Kuba R, Rektor I, Brázdil M
Epilepsy Centre, First Department of Neurology, St Anne's University Hospital, Brno, Czech Republic.
Eur J Neurol. 2003 Nov;10(6):641-9. doi: 10.1046/j.1468-1331.2003.00684.x.
The aim of the investigation was to evaluate the ictal EEG in the putamen and the temporal and frontal lobes during contralateral ictal limb dystonia (ID). Ten epilepsy surgery candidates participated in the study. All of them were investigated using intracerebral and/or subdural electrodes. In four of the patients, the putamen was investigated with diagonal depth electrodes (patients 1-4), in six of the patients, both the temporal and frontal lobes were investigated (patients 5-10). All of the investigated contacts were located contralateral to the side of the ictal dystonia. All of the patients suffered from temporal lobe epilepsy (TLE); in patient 10, both temporal and frontal seizure types were recorded. A total of 20 complex partial seizures (CPS) were analysed. ID was never an early symptom in the course of CPS. Slow activity was recorded in the putamen in all 10 seizures of the four patients in whom the putamen was investigated (patients 1-4). In five of these seizures, there was a time-locked change in the ictal EEG in relation to the ID (slowing of activity in three seizures; acceleration in two seizures). At the time of the onset of ID, several cortical regions were involved in the ictal discharge, within both the contralateral temporal and frontal lobes. In all 10 seizures of the six patients in whom both the temporal and frontal lobes on the contralateral side were evaluated (patients 5-10), the ictal paroxysmal discharge was noted in both lobes (i.e. frontal and temporal) at the time of ID onset. We can conclude that ID is a late symptom in TLE. Widespread activation of the contralateral temporal and frontal lobes is needed for the appearance of ID; however, the critical region responsible for the genesis of ID was not revealed. Although there are some non-specific changes in the putamen contralateral to ID, the changes were never epileptic in type. The putamen probably collaborates in the genesis of ID, but it does not generate the epileptic discharge during its course.

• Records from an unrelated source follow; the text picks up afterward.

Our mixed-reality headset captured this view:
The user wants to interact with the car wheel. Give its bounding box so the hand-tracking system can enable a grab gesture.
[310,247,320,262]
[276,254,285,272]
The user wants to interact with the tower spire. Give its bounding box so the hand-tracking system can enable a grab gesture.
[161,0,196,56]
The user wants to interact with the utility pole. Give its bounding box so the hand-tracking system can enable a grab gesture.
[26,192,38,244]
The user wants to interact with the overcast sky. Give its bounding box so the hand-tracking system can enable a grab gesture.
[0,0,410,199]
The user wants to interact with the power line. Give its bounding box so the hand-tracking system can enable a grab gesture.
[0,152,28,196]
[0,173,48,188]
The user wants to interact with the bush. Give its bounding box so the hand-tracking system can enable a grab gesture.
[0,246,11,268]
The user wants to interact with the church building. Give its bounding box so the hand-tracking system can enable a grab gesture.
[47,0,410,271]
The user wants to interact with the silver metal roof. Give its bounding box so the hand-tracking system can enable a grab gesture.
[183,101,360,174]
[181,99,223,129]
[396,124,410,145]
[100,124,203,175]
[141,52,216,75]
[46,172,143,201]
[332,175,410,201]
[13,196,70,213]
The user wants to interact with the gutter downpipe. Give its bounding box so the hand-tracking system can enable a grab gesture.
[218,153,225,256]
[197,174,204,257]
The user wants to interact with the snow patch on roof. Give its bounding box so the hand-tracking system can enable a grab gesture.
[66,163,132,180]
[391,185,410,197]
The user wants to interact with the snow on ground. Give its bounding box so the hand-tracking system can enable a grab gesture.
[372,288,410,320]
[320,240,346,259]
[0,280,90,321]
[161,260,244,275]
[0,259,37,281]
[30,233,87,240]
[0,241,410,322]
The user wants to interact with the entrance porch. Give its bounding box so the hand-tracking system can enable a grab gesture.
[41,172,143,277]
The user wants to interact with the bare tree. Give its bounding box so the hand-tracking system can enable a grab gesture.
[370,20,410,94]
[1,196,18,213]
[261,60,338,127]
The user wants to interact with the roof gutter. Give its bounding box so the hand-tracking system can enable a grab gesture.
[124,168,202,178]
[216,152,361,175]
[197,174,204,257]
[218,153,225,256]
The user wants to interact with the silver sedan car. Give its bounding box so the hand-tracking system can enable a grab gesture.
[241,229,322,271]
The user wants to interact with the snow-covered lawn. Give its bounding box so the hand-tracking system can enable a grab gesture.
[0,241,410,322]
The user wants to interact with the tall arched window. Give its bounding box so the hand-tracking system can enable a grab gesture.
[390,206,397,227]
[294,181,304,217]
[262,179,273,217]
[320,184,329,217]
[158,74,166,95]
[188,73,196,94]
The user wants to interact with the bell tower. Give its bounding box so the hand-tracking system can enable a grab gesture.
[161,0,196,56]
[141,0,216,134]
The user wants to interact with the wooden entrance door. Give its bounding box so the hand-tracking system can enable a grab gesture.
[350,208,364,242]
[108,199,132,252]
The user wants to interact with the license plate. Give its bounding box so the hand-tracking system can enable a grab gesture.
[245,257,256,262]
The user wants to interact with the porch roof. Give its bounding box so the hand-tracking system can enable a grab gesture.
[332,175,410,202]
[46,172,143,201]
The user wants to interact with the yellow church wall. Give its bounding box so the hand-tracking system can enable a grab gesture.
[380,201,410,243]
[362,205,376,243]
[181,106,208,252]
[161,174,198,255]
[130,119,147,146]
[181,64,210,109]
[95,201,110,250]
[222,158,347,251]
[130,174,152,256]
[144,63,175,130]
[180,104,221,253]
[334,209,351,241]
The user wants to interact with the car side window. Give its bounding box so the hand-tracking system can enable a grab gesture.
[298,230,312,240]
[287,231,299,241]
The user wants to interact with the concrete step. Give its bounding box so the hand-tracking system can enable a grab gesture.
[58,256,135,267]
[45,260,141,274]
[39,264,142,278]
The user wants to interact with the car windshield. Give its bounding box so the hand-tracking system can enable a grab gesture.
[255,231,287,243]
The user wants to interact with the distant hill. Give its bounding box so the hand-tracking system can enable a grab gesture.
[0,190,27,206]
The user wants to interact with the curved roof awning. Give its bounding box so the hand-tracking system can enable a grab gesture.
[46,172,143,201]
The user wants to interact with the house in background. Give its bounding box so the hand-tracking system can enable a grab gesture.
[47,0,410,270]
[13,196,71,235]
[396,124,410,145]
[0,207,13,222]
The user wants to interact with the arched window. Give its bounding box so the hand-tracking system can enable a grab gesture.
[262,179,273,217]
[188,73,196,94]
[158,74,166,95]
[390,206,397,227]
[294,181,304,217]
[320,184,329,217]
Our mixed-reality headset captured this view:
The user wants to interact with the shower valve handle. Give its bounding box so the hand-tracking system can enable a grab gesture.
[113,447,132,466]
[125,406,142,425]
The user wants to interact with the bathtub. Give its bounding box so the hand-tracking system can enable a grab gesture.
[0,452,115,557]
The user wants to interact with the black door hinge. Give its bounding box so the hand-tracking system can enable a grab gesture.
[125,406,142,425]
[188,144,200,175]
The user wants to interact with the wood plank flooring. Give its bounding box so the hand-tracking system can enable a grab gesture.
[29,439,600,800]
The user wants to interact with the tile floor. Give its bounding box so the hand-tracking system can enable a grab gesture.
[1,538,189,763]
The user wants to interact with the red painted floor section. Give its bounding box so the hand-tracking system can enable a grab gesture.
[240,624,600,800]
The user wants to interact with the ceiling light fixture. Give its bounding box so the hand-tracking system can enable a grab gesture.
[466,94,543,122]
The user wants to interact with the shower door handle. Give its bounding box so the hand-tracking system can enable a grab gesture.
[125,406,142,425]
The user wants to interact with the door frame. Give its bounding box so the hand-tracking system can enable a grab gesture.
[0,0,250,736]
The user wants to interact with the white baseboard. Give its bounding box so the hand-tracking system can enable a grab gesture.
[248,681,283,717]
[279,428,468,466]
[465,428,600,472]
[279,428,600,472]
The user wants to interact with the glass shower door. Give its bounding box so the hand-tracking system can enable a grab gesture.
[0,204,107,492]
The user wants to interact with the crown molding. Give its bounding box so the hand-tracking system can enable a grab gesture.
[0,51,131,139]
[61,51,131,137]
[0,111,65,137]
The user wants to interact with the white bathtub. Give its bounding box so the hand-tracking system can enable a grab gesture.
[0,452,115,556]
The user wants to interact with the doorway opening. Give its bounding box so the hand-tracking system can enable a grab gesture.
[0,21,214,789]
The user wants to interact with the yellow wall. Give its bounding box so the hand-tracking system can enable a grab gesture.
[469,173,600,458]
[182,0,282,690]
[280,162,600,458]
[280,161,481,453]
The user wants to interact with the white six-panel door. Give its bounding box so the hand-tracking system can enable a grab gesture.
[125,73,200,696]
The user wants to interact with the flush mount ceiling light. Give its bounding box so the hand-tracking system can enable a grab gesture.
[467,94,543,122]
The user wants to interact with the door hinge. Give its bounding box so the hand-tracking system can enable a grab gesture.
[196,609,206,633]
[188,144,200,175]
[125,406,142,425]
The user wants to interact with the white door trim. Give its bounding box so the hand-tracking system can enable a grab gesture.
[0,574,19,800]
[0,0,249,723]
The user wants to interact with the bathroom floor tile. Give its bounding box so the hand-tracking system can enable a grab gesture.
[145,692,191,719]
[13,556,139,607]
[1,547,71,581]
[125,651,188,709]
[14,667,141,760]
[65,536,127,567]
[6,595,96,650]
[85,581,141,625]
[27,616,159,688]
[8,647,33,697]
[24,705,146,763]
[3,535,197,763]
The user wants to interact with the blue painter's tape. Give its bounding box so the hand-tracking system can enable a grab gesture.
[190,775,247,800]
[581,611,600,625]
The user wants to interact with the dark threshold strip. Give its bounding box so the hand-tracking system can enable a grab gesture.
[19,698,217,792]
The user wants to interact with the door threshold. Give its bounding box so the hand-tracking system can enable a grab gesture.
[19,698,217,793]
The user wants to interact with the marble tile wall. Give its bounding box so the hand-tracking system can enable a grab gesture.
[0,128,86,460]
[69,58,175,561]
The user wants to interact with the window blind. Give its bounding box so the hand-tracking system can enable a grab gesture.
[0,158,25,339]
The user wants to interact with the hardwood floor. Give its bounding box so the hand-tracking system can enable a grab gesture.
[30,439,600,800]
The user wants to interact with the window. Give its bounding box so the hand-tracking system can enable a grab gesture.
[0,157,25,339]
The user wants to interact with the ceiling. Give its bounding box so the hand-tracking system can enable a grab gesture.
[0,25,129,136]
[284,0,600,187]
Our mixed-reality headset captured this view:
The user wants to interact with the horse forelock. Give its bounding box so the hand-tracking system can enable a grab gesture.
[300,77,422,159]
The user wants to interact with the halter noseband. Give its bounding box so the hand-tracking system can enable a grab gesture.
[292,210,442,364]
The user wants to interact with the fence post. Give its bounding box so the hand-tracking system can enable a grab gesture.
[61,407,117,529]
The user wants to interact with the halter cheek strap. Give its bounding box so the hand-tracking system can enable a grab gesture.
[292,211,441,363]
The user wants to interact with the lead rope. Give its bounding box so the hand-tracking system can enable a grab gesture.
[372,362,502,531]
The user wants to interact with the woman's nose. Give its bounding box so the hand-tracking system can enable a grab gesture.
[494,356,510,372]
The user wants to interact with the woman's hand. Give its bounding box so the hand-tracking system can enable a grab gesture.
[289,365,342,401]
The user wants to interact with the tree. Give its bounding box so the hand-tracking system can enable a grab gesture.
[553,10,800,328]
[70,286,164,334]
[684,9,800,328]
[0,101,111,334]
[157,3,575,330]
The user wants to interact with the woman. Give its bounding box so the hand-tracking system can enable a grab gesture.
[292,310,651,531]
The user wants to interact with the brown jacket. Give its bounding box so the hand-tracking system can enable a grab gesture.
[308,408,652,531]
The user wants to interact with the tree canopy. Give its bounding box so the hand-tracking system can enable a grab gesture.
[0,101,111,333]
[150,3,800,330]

该研究的目的是评估对侧发作期肢体肌张力障碍(ID)期间壳核以及颞叶和额叶的发作期脑电图。10名癫痫手术候选者参与了该研究。他们均接受了脑内和/或硬膜下电极检查。其中4例患者使用对角深部电极对壳核进行了检查(患者1 - 4),6例患者对颞叶和额叶均进行了检查(患者5 - 10)。所有检查触点均位于发作期肌张力障碍侧的对侧。所有患者均患有颞叶癫痫(TLE);在患者10中,记录到了颞叶和额叶两种发作类型。共分析了20次复杂部分性发作(CPS)。ID在CPS过程中从未作为早期症状出现。在对壳核进行检查的4例患者的所有10次发作中(患者1 - 4),壳核均记录到慢波活动。在其中5次发作中,发作期脑电图与ID存在时间锁定变化(3次发作活动减慢;2次发作活动加速)。在ID发作时,对侧颞叶和额叶的几个皮质区域均参与了发作期放电。在对6例对侧颞叶和额叶均进行评估的患者的所有10次发作中(患者5 - 10),在ID发作时双侧叶(即额叶和颞叶)均记录到发作期阵发性放电。我们可以得出结论,ID是TLE中的晚期症状。ID出现需要对侧颞叶和额叶广泛激活;然而,尚未发现负责ID发生的关键区域。尽管ID对侧的壳核存在一些非特异性变化,但这些变化在类型上从未表现为癫痫性。壳核可能参与了ID的发生,但在其过程中并不产生癫痫放电。